Nayeon evime kadar gelip beni almıştı ve taksiye binip Sehun'ların evlerine gelmiştik. Parti evin bahçesinde yapılacaktı. Hızlıca bizimkilerin oturduğu masaya oturmuştuk. Beyaz dantelleri olan bir elbise giyip, saçıma sade bir taç takmıştım. Fakat ne yalan söyleyebilirim ki Nayeon çok çok güzel olmuştu. Bordo elbise ve kırmızı rujuyla oldukça nefes kesici görünüyordu.

"Hey, Sehun yokmuş."

Sana koşarak masamıza doğru gelmişti. Herkes endişelenmeye başlarken Nayeon oldukça rahat bir şekilde "Çocuklar, yıldızın geç kalması bir kuraldır." diyerek bize baktı.

Xuimin onu dürtükleyerek Sehun'un annesini gösterdi. "Öyle değil. Bayan Cha'nın yüzüne bak." 

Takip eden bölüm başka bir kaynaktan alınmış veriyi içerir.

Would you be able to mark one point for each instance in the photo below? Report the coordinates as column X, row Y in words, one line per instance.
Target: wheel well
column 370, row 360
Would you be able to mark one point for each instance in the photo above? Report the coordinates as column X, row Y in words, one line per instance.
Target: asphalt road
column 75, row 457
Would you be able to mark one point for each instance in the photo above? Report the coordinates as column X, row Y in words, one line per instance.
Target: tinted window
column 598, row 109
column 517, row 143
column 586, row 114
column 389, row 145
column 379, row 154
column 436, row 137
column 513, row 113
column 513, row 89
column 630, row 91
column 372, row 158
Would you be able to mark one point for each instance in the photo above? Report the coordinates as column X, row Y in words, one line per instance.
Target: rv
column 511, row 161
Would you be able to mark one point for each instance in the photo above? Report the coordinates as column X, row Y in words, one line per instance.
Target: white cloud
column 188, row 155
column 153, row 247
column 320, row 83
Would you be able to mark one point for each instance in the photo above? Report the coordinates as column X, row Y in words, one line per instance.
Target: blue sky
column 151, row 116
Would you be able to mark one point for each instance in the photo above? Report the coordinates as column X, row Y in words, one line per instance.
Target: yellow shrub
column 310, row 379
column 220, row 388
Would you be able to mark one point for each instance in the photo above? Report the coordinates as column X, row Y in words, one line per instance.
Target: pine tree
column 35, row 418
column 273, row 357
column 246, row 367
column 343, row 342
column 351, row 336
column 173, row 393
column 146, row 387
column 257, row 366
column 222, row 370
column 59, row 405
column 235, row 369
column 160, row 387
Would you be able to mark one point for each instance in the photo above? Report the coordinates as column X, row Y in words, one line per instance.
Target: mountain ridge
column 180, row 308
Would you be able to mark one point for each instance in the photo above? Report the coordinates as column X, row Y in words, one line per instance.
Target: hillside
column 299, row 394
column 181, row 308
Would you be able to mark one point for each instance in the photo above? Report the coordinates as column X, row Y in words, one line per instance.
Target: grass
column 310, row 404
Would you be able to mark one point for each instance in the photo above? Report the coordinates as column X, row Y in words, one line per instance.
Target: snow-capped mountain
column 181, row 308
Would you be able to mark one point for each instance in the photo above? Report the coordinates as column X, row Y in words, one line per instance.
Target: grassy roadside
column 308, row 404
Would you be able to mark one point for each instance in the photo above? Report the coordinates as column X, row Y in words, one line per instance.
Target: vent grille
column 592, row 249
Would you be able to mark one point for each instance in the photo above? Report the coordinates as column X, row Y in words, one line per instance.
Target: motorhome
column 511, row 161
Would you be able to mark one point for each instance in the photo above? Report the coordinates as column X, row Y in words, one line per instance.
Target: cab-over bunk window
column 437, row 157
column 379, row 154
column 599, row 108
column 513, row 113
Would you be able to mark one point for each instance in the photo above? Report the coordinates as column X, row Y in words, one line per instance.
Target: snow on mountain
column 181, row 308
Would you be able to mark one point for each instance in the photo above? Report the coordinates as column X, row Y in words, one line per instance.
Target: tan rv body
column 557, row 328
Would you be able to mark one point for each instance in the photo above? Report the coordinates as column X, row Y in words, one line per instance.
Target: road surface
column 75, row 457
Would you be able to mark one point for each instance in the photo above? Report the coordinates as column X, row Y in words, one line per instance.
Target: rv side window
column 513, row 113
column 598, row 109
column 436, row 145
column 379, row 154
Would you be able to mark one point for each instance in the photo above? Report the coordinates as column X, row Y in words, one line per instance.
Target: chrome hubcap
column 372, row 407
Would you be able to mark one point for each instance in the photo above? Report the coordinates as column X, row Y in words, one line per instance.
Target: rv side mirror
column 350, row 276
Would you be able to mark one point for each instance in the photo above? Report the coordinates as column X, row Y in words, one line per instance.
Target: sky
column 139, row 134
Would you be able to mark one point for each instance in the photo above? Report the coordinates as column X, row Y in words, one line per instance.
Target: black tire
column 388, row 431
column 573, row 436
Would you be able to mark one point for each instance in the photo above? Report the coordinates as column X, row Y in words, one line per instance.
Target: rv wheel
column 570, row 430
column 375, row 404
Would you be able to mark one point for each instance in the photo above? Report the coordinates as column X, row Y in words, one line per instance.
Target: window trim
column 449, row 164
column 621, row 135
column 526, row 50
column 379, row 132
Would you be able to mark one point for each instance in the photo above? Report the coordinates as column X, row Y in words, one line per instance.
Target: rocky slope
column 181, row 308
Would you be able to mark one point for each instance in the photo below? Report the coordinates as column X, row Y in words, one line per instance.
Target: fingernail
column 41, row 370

Gerçekten oldukça endişeli ve sinirli görünüyordu. Hızlıca evin içine girdi. İlerleyen zaman içerisinde bile bir kere olsun onu görememiştik.

Gözlerimi yana çevirdiğimde Jimin'i masalara içki koyarken gördüm. Sanırım garsonluk yapıyordu. Gülümseyip hızlıca yerimden kalkarak yanına gittim. Tam ağzımı açıp konuşacakken kolumdan Hanbin tarafından çekildim. "Resmi bir duyurum var!"

Herkes kulaklarını açıp bize doğru meraklı gözlerle bakıyordu. Hanbin konuşurken gözlerini Jimin'inkilerden hiç ayırmadan konuştu. Jimin'de ona aynı yüz ifadesiyle bakıyordu. Tuttuğu tepside kalan tek şarabı aldı ve suratına zafer sırıtışı yerleştirerek konuştu.

"Şu andan itibaren.. benim için tek kadın Kim Jennie'dir."

Elindeki şarabı kafasına dikleyip, Jimin'in ateş çıkan gözlerine bakıp gülümsemeye devam etti.